Each subconscious behaviour is a programme given to us by our caregivers, good or bad these programmes determine who we are, how we see the world and how we respond to it. What have I learned about myself and love, how has it reflected in my world?
Since the age of 15 years old, I had been in long term relationships – back to back. As toxic as most of them were, I truly believed I was in love. It was enough for me that their presence was present for me to feel loved. Those stressful times were a way in which I felt connected. Trauma bonding is an interesting explanation for my romantic choices and my perception of love. What was bonding me to these toxic relationships, which made me a victim more times than a thriver? upon further research, a common theme occurred. Emotional Unavailability.
why did my programming teach me that emotional unavailability was love?
I began to research further, I attracted emotionally unavailable men, because I myself was emotionally unavailable, yet I still felt that this was love? As someone who has experienced abuse, it is common for those who have been abused to become emotionally unavailable.
Being a thriver of abuse, I came to realise the pattern and the effects of what repetitive abuse can do to your brain. We all express our programmes differently, I would advise you to get to know what they are. Therapy, personal research or spiritual practices, are all avenues to healing and finding your true self to ultimately thrive. No matter what external resources we choose to access, I want to stress that the power for change is within you and is only activated by you. True alchemy.

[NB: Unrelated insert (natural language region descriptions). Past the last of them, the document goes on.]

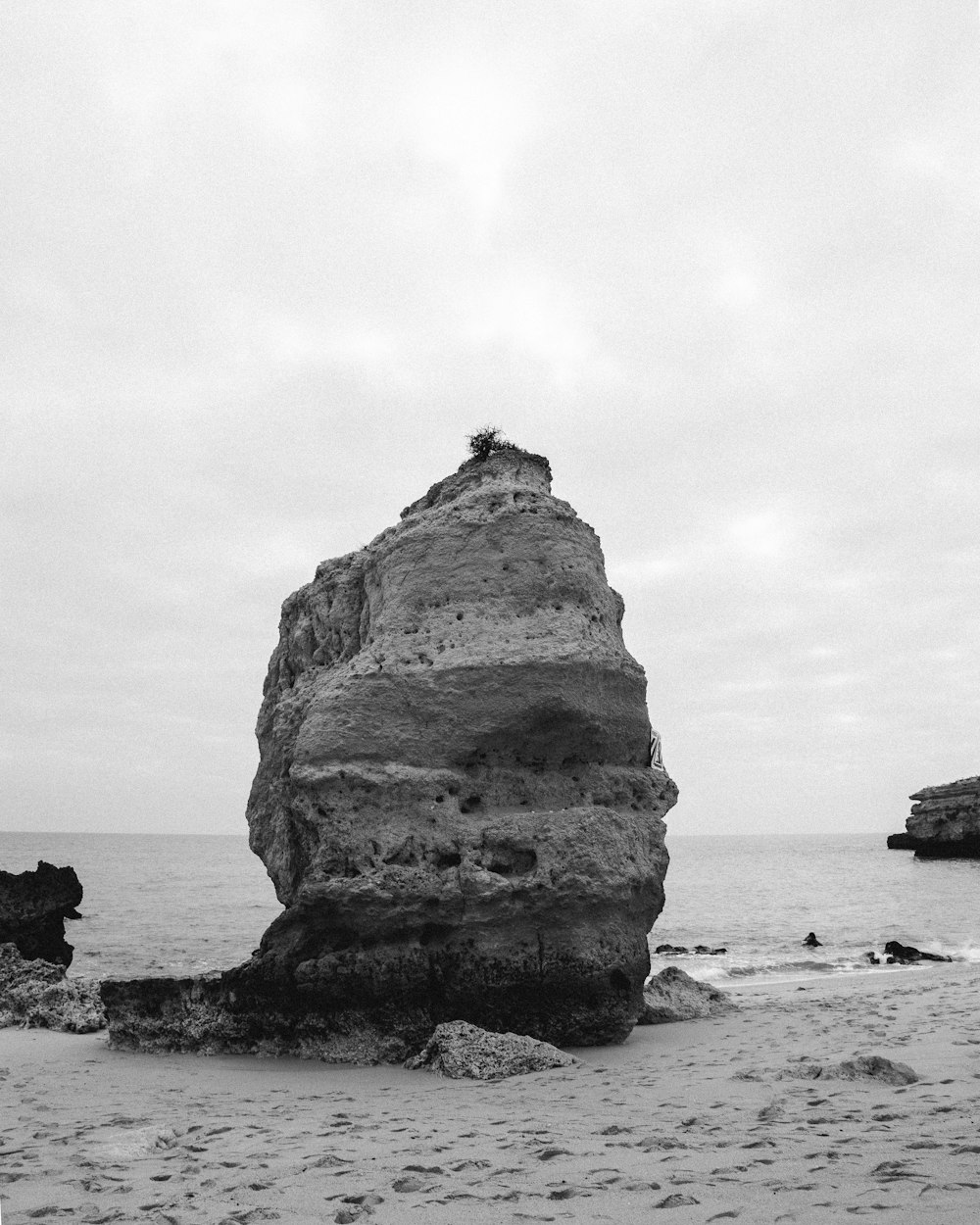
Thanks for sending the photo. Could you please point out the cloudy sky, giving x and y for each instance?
(266, 265)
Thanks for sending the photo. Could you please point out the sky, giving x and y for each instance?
(268, 265)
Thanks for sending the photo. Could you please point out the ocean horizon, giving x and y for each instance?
(184, 905)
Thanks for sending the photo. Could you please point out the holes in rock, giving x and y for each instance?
(403, 857)
(618, 981)
(511, 861)
(434, 931)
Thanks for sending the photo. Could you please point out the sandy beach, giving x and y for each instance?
(696, 1120)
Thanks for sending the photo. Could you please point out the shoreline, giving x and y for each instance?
(696, 1110)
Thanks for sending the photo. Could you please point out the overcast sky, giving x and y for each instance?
(268, 264)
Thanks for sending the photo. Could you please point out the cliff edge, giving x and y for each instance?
(945, 823)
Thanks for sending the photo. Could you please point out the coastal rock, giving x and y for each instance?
(460, 1050)
(945, 822)
(33, 909)
(863, 1067)
(457, 797)
(672, 995)
(677, 950)
(906, 955)
(38, 995)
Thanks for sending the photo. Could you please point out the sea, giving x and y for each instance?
(180, 905)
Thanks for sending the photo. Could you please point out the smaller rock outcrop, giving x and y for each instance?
(862, 1067)
(461, 1050)
(679, 950)
(38, 995)
(33, 909)
(906, 955)
(945, 822)
(672, 995)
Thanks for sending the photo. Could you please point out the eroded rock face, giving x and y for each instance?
(38, 995)
(455, 799)
(33, 909)
(671, 995)
(465, 1052)
(945, 823)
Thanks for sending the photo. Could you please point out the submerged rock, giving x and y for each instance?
(945, 823)
(459, 798)
(672, 995)
(33, 909)
(460, 1050)
(38, 995)
(905, 955)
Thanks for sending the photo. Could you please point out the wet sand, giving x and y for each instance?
(685, 1122)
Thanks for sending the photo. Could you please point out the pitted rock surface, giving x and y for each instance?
(455, 799)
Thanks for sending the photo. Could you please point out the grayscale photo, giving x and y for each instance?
(489, 554)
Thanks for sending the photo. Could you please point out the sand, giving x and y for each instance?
(685, 1122)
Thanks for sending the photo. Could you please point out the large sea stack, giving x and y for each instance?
(455, 798)
(945, 822)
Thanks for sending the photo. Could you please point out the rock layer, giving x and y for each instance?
(455, 797)
(945, 823)
(33, 909)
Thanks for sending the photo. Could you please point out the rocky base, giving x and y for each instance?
(38, 995)
(461, 1052)
(945, 823)
(672, 995)
(33, 909)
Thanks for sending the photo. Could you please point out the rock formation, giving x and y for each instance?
(460, 1050)
(945, 823)
(455, 795)
(862, 1067)
(33, 909)
(38, 995)
(671, 995)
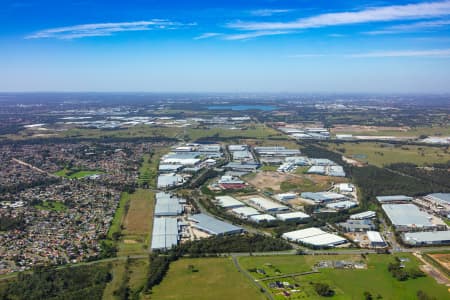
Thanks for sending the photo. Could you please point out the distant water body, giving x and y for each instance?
(242, 107)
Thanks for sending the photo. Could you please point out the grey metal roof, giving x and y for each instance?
(394, 198)
(165, 233)
(166, 205)
(214, 226)
(427, 237)
(445, 197)
(407, 215)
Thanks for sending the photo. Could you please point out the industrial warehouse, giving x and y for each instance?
(427, 238)
(213, 226)
(168, 205)
(165, 233)
(314, 237)
(408, 217)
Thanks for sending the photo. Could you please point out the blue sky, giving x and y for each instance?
(225, 46)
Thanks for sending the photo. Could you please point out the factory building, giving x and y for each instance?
(292, 216)
(245, 212)
(262, 218)
(169, 180)
(167, 205)
(165, 233)
(267, 205)
(376, 240)
(364, 215)
(408, 217)
(322, 197)
(394, 199)
(213, 226)
(427, 238)
(285, 196)
(228, 202)
(314, 237)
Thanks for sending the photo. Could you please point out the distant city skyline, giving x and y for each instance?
(270, 46)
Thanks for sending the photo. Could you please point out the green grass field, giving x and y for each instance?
(52, 205)
(258, 131)
(380, 154)
(347, 284)
(413, 132)
(119, 215)
(76, 175)
(136, 226)
(217, 278)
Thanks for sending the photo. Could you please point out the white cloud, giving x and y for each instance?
(103, 29)
(251, 35)
(381, 54)
(406, 53)
(374, 14)
(417, 26)
(207, 35)
(269, 12)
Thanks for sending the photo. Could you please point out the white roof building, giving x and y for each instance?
(285, 196)
(375, 239)
(169, 180)
(314, 237)
(427, 238)
(345, 187)
(292, 216)
(364, 215)
(245, 211)
(268, 205)
(228, 202)
(261, 218)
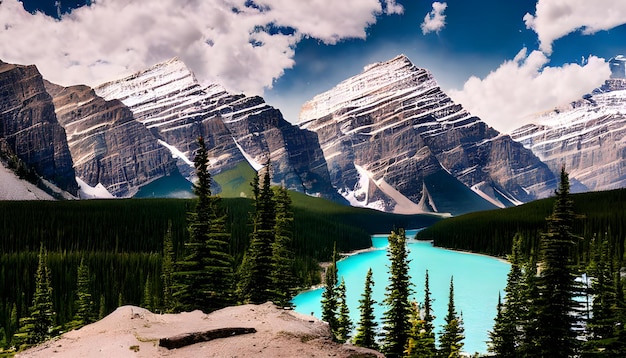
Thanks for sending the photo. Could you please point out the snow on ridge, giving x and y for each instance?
(14, 188)
(89, 192)
(368, 87)
(176, 153)
(256, 165)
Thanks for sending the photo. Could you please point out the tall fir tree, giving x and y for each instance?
(422, 338)
(283, 277)
(167, 270)
(555, 306)
(84, 302)
(366, 330)
(203, 278)
(452, 334)
(604, 326)
(39, 325)
(530, 292)
(396, 324)
(344, 323)
(256, 285)
(147, 298)
(507, 334)
(329, 296)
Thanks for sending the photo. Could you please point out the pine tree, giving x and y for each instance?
(256, 286)
(283, 277)
(451, 338)
(555, 305)
(84, 302)
(422, 337)
(167, 270)
(204, 276)
(146, 299)
(396, 325)
(344, 324)
(102, 309)
(39, 326)
(507, 334)
(530, 292)
(366, 330)
(329, 296)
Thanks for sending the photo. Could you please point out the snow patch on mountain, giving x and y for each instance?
(588, 136)
(253, 163)
(89, 192)
(176, 153)
(14, 188)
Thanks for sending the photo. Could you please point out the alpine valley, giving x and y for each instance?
(388, 138)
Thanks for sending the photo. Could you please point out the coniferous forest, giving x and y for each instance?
(85, 258)
(66, 264)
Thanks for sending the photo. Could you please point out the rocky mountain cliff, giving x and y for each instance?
(169, 101)
(108, 145)
(29, 128)
(394, 141)
(588, 136)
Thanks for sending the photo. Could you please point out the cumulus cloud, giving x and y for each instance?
(435, 20)
(506, 97)
(554, 19)
(242, 44)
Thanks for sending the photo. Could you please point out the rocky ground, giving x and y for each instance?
(135, 332)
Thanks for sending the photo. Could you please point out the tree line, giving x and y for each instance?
(554, 305)
(407, 326)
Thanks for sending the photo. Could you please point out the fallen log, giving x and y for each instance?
(187, 339)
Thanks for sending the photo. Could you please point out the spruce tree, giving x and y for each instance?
(84, 302)
(366, 331)
(344, 324)
(102, 309)
(39, 326)
(329, 296)
(422, 338)
(167, 270)
(146, 298)
(396, 324)
(555, 306)
(507, 334)
(283, 277)
(604, 325)
(451, 338)
(530, 292)
(204, 276)
(257, 281)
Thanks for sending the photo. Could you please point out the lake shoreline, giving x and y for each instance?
(343, 255)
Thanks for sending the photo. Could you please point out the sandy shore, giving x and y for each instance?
(135, 332)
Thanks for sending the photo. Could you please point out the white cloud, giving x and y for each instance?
(554, 19)
(435, 20)
(525, 85)
(221, 40)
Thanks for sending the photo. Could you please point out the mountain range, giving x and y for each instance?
(388, 138)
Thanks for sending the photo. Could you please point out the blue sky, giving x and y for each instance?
(503, 60)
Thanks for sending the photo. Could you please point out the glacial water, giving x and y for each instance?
(477, 281)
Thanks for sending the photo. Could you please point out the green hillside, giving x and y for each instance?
(121, 243)
(491, 232)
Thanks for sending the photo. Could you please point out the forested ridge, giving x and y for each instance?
(121, 242)
(492, 232)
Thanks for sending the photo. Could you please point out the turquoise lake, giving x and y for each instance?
(477, 281)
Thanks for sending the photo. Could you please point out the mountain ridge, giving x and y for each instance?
(395, 123)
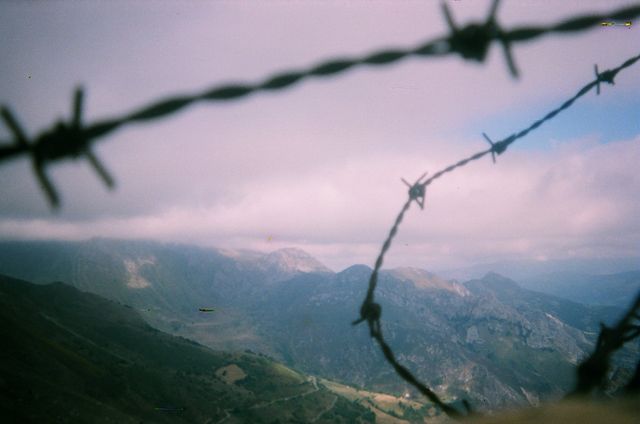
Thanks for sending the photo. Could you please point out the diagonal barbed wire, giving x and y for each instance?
(593, 370)
(72, 139)
(371, 311)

Doubt and worry will always be present, its what makes us human. At the beginning of my journey to healing, I thought that I had to be a fully self-actualised person to provide inspiration. Now I know who I am, is human and some days due to my own traumas I still have moments of doubt where I’m back ‘out at sea’ re-configuring. The difference now is I’m never there long and I understand the necessity of it. I’m proud to say I’m perfectly imperfect, and so should you be, maybe that’s my route to self-actualisation?

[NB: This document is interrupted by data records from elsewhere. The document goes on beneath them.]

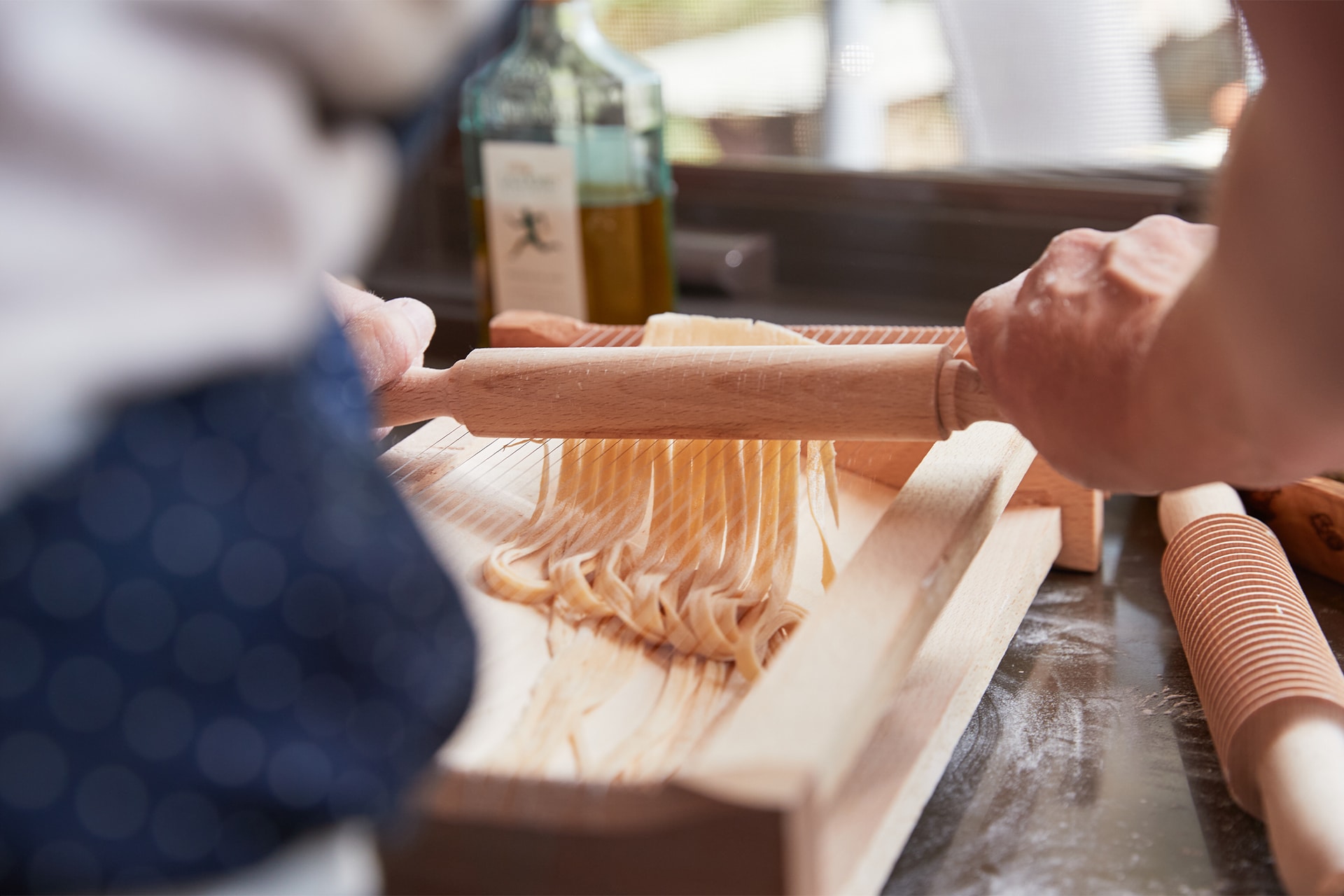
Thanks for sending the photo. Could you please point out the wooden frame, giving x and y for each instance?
(802, 790)
(816, 778)
(1308, 517)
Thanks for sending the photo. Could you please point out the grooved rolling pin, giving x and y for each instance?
(1268, 680)
(874, 393)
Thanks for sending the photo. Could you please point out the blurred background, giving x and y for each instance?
(883, 160)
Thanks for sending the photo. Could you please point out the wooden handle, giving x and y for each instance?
(1268, 680)
(862, 393)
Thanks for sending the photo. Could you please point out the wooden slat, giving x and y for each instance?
(876, 808)
(797, 734)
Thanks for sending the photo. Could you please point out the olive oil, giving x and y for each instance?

I had to understand the philosophy of when things fall apart its to rebuild something new. I must have compassion for my failings and forgiveness for my behaviour when I didn’t know. Ultimately the question we should always ask is ‘what did I learn from this experience?’

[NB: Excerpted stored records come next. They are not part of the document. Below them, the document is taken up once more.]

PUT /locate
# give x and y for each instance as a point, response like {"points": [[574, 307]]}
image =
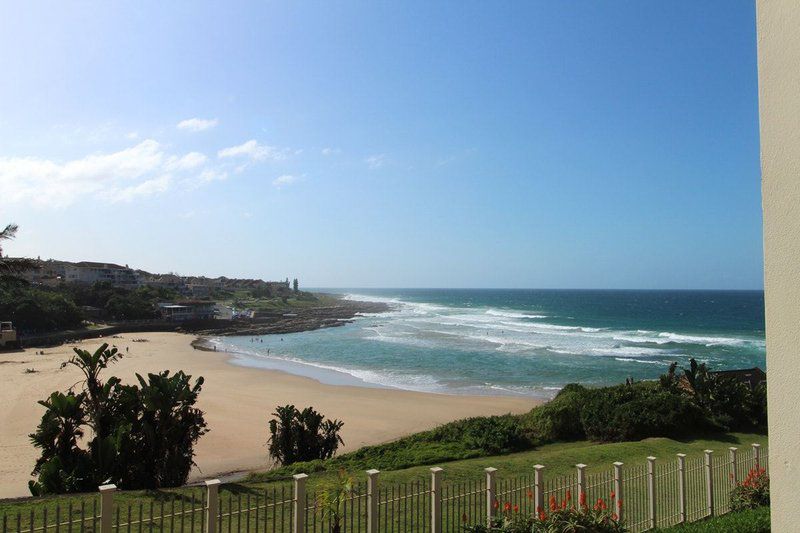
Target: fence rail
{"points": [[648, 496]]}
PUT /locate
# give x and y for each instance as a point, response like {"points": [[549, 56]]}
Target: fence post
{"points": [[581, 480], [734, 475], [491, 492], [372, 501], [709, 483], [618, 490], [436, 500], [106, 507], [212, 512], [682, 487], [757, 455], [538, 487], [651, 490], [299, 503]]}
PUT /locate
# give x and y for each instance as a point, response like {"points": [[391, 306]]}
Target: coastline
{"points": [[237, 401]]}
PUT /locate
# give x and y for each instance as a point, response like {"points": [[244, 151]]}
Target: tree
{"points": [[142, 436], [63, 466], [302, 435], [332, 500], [11, 268]]}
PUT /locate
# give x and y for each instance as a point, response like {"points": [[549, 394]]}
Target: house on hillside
{"points": [[187, 310], [752, 377], [91, 272]]}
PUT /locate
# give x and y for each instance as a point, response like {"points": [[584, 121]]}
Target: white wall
{"points": [[779, 109]]}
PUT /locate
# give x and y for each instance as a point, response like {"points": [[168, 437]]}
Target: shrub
{"points": [[752, 492], [142, 436], [490, 434], [638, 411], [302, 435], [558, 419], [559, 517]]}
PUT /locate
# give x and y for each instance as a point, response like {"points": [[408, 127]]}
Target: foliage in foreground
{"points": [[559, 518], [751, 521], [302, 435], [332, 498], [142, 436], [752, 492]]}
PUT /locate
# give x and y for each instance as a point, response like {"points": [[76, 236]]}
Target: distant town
{"points": [[54, 272]]}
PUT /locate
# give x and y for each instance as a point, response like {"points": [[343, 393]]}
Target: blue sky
{"points": [[401, 144]]}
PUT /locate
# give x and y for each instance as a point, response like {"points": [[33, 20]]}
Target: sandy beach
{"points": [[237, 402]]}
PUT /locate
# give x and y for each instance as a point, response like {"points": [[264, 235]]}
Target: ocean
{"points": [[518, 342]]}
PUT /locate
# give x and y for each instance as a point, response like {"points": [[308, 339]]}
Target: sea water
{"points": [[518, 342]]}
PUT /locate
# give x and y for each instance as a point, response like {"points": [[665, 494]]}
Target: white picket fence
{"points": [[652, 495]]}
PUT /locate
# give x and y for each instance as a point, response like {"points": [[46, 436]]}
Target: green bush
{"points": [[302, 435], [491, 435], [639, 411], [564, 518], [558, 419], [141, 436], [752, 492]]}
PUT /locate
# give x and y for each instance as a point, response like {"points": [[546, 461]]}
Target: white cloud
{"points": [[187, 162], [197, 124], [375, 161], [144, 169], [253, 151], [286, 179]]}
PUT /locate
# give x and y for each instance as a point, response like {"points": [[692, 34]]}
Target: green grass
{"points": [[559, 459], [753, 521]]}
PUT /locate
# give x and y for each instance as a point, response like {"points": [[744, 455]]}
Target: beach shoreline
{"points": [[237, 401]]}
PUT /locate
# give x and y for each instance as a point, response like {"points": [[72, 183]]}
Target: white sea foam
{"points": [[509, 314]]}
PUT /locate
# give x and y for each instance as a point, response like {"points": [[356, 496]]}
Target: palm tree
{"points": [[11, 268]]}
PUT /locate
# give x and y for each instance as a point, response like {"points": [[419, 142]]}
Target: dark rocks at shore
{"points": [[291, 321]]}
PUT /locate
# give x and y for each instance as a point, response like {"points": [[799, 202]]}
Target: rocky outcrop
{"points": [[308, 319]]}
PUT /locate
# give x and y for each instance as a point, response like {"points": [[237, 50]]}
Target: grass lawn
{"points": [[559, 459], [754, 521]]}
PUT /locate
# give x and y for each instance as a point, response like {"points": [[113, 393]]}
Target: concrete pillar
{"points": [[299, 503], [212, 511], [709, 483], [734, 471], [581, 480], [779, 112], [538, 487], [372, 501], [651, 491], [436, 500], [106, 507], [618, 486], [682, 487], [491, 494]]}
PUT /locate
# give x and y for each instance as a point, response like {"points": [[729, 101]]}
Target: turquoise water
{"points": [[528, 342]]}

So has my trauma created a ‘Drama’ queen or a ‘Trauma queen?’ I’m not sure, what I do know is I now smile when I try to make sense of this question.
There have been times that my trauma has caused me to act in ways that have been perceived to be ‘Drama Queen’ qualities. For me they were my survival skills, some served me well and were needed, other times I reigned over a kingdom of chaos.
And whether we ask or not, life will be sure to keep pushing us to transform, to accept the dark and light within us all the while creating growth for the better. If you allow it too. All you have to do is ask, surrender, follow the signs and trust. The narrative will change, this my loves is called alchemy. This is life and its never going to change its how we react to life that creates the desired changes.
our vulnerable young people and individuals in our communities are living and breathing the very issues I have experienced and so many sadly don’t survive. Some of us are silently fighting, and don’t understand we can unlearn what we were programmed with to truly thrive and live happily. Some of us are so lost, we never make our way back, the victim in us is too comfortable with who we feel we are. instead of being a victim to circumstance, we become victors of self-sabotage without ever knowing the true enemy within.
I say, its a social responsibility for more of us to educate our vulnerable on the notion of trauma and its effects. If more of us professionals became reflexive in our delivery and educated on the true potential of trauma informed practice, we may have a chance to shine a light on some dark corners of our community. As an individual who has lived in those corners, I most certainly will endeavour to shine a light in those places, most turn away from.